Chloe; you and Steven had a bond when I was little, and whilst I was not excluded from your little club; an interloper six or eight years younger was not unreasonably excluded from big kid’s games.

Jerry; I don’t know why we never bonded, I can never remember a time when we were close. I was the mummy’s boy when we were small and you were very definitely, much more at home, outside with Dad.

I admired your skill with cattle, your fearlessness on the horse, your ability to converse with grown up visitors, your prowess on the sports ground and your dogged determination which made up for any lack of skill in any of the above.

Probably, I have never told you how much I did admire you as a kid. I was shy and to an extent scared of being left with you. I knew the calm times could be broken so easily and you would erupt into one of your infamous rages.

I am sorry for the distance between us as kids. To some extent it was my own fault; it was easier for me to retreat into the imaginary world of Bill than take the chance of being rebuffed by an older sister or brother.

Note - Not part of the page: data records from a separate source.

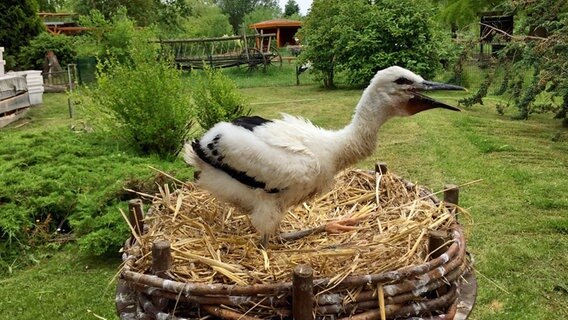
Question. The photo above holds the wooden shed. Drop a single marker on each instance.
(284, 29)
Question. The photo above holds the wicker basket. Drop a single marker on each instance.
(442, 288)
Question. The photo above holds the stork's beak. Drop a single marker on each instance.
(420, 102)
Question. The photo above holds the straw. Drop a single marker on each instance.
(388, 235)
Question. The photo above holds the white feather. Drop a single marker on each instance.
(293, 155)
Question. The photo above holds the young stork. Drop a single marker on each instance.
(267, 166)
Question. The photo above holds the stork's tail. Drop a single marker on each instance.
(189, 155)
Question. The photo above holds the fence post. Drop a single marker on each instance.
(136, 215)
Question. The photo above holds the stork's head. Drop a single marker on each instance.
(402, 88)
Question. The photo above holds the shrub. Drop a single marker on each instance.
(216, 99)
(143, 102)
(361, 37)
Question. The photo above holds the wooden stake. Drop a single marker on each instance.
(136, 215)
(451, 194)
(303, 292)
(161, 258)
(381, 168)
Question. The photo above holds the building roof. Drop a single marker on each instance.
(276, 23)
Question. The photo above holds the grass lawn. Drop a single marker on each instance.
(518, 231)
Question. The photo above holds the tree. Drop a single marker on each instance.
(536, 52)
(142, 11)
(291, 8)
(360, 37)
(19, 23)
(50, 5)
(237, 9)
(460, 13)
(206, 21)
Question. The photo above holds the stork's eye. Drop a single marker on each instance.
(403, 80)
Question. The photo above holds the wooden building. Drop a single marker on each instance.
(284, 29)
(62, 23)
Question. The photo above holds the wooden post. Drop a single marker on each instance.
(381, 168)
(161, 257)
(302, 292)
(451, 194)
(136, 215)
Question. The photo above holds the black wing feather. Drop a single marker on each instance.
(250, 123)
(218, 163)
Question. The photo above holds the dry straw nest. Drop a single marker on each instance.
(404, 258)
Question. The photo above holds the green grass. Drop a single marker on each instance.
(519, 229)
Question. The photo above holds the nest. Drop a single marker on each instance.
(403, 257)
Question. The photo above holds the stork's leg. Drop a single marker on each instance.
(342, 225)
(336, 226)
(264, 241)
(266, 217)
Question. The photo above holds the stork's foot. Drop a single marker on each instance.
(343, 225)
(337, 226)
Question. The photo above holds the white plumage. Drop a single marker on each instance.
(267, 166)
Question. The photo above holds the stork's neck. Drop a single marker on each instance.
(358, 139)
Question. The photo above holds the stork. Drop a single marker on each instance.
(267, 166)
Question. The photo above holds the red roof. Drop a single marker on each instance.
(276, 23)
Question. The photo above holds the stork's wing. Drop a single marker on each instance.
(258, 158)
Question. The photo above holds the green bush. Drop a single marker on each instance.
(61, 178)
(216, 99)
(33, 55)
(143, 102)
(361, 37)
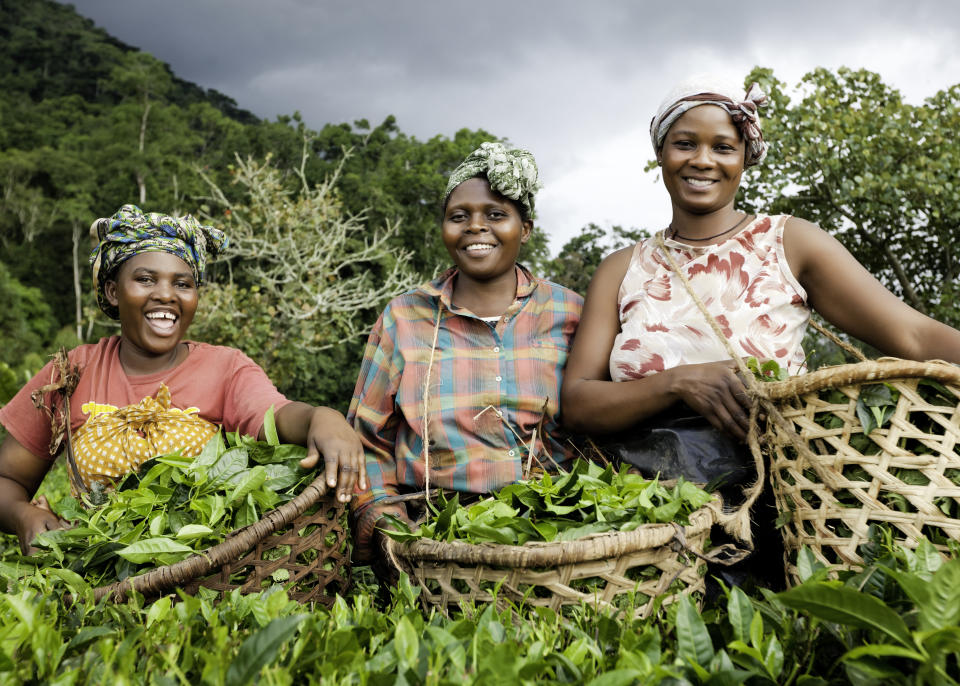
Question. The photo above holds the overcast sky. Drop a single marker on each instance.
(575, 82)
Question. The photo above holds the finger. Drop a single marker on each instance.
(310, 461)
(331, 464)
(362, 459)
(348, 479)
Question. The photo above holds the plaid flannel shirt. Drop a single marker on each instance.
(511, 367)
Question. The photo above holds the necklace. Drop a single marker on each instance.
(708, 238)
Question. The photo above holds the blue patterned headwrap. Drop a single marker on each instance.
(131, 231)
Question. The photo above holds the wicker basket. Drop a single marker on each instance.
(303, 544)
(834, 491)
(594, 570)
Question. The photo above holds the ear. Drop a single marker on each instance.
(527, 230)
(110, 292)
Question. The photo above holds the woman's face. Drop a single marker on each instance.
(702, 159)
(483, 231)
(156, 295)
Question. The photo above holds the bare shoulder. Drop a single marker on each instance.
(612, 270)
(804, 242)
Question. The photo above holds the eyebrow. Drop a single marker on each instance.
(153, 272)
(721, 136)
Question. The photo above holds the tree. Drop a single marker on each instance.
(579, 258)
(302, 278)
(880, 174)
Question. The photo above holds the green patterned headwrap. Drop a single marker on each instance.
(511, 172)
(131, 231)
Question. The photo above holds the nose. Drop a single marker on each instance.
(702, 156)
(162, 290)
(478, 222)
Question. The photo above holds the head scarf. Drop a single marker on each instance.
(511, 172)
(713, 90)
(131, 231)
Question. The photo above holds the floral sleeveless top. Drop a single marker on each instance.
(744, 282)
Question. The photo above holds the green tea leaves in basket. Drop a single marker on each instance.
(172, 508)
(589, 499)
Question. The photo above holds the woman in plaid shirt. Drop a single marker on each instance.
(460, 382)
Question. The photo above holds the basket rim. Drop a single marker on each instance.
(545, 554)
(238, 542)
(884, 369)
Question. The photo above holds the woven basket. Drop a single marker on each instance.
(834, 491)
(302, 544)
(594, 570)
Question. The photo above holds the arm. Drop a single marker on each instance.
(325, 432)
(864, 308)
(21, 473)
(374, 416)
(591, 402)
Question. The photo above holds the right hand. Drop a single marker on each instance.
(716, 391)
(34, 518)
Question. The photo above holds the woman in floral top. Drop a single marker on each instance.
(644, 356)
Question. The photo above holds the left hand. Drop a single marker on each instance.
(344, 461)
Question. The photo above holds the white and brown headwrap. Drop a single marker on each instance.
(713, 90)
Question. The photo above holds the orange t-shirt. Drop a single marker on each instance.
(220, 384)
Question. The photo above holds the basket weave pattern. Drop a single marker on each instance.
(835, 491)
(303, 544)
(553, 574)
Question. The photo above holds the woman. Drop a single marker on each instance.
(646, 360)
(147, 269)
(460, 381)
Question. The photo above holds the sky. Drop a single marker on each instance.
(574, 82)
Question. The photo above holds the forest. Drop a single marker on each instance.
(88, 123)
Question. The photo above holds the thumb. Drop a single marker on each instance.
(310, 461)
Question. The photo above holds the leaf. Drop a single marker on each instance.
(847, 606)
(739, 613)
(693, 640)
(260, 649)
(229, 464)
(270, 428)
(254, 479)
(406, 643)
(866, 418)
(192, 531)
(158, 610)
(147, 550)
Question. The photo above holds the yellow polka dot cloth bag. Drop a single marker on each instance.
(111, 444)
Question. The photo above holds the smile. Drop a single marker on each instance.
(162, 322)
(479, 248)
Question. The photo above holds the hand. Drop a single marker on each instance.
(344, 461)
(716, 391)
(33, 519)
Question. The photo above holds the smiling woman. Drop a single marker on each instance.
(148, 391)
(460, 382)
(647, 370)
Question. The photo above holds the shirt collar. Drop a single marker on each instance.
(442, 286)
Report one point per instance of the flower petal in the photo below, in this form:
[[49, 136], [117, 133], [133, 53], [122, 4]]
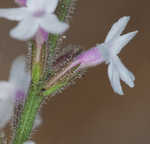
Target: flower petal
[[51, 24], [16, 14], [21, 2], [122, 41], [114, 79], [51, 5], [125, 74], [19, 76], [26, 29], [29, 142], [117, 28], [48, 5], [38, 121]]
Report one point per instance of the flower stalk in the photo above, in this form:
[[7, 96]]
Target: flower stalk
[[36, 95]]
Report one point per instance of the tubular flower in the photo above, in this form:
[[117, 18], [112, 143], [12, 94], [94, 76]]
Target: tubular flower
[[19, 80], [37, 14], [108, 52], [29, 142]]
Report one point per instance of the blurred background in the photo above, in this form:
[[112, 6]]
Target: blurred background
[[90, 112]]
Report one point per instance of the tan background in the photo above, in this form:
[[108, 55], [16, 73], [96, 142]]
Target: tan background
[[89, 112]]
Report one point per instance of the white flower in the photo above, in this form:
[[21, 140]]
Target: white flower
[[37, 14], [19, 80], [110, 49], [29, 142]]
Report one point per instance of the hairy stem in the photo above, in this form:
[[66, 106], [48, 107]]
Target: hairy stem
[[28, 115]]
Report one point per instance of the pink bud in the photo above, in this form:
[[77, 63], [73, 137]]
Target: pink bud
[[21, 2], [41, 36]]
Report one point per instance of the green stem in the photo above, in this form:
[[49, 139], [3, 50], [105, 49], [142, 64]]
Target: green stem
[[28, 115], [62, 13]]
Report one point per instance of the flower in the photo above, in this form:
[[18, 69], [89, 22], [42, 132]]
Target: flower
[[35, 15], [21, 2], [38, 121], [19, 80], [29, 142], [108, 52]]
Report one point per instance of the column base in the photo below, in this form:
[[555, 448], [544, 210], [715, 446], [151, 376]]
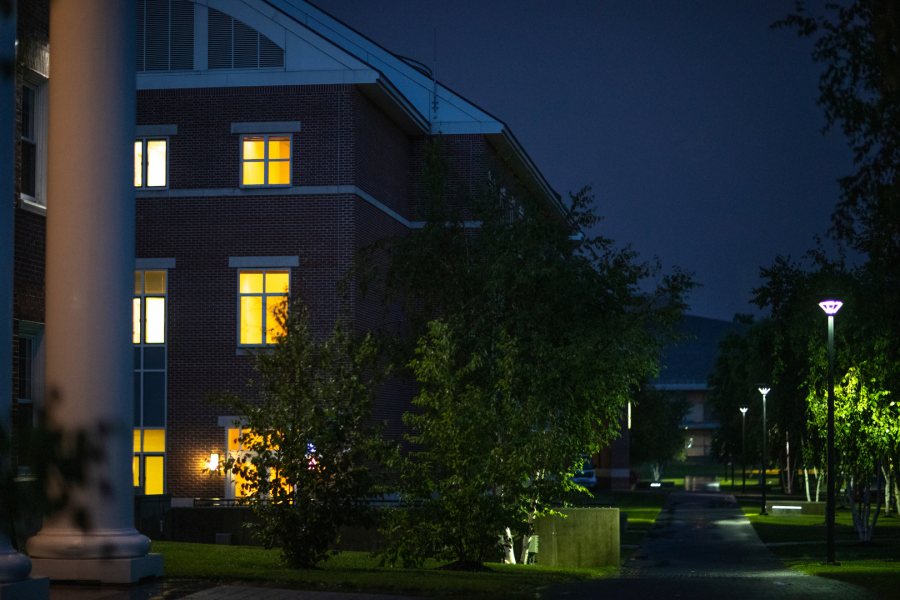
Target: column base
[[27, 589], [104, 570]]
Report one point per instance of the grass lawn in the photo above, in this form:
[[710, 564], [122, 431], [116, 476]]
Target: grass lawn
[[799, 540], [359, 571]]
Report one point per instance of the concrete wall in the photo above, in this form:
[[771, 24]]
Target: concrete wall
[[585, 537]]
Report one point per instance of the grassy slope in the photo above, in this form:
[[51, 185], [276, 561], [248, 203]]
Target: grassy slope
[[359, 571], [799, 540]]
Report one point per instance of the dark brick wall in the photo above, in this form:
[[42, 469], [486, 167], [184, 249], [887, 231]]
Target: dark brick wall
[[205, 154], [201, 234], [382, 157]]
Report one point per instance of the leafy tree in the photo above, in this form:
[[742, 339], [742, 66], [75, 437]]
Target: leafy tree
[[308, 443], [656, 433], [866, 434], [529, 343]]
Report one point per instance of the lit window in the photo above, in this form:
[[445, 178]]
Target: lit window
[[149, 338], [265, 160], [148, 463], [263, 297], [150, 163]]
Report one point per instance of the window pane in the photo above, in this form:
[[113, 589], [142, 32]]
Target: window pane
[[254, 173], [155, 320], [275, 328], [136, 321], [251, 283], [279, 147], [154, 440], [277, 282], [138, 163], [254, 148], [156, 163], [153, 475], [251, 320], [154, 401], [155, 282], [234, 439], [279, 172]]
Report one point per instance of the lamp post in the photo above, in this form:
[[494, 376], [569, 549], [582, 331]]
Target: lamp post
[[743, 410], [830, 307], [764, 391]]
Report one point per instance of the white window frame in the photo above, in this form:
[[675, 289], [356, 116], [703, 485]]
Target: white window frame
[[266, 160], [264, 295], [40, 115], [144, 162]]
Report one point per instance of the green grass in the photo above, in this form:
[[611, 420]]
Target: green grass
[[799, 540], [359, 571]]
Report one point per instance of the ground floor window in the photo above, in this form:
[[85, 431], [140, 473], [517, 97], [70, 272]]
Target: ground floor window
[[149, 463]]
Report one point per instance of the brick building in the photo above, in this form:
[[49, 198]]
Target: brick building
[[272, 142]]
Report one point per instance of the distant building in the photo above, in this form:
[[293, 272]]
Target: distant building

There was in later years. a wonderful rapprochement with Chloe especially when you and the big G would offer me sanctuary when things got too tough at home. Those times at “Gunyah” were special to me, sharing the birth and childhood of your two daughters, with you and your big bear of a husband.

Jerry; we did try to get closer over the years but these efforts generally petered out and I do regret this.

Times have been tough for both of you, the wounds of childhood have proven to be insurmountable, I desperately wish I could repair the past for all of us, but at least with Chloe now, we do get to laugh at and, with; each other on those wonderful, rare times when we do get together.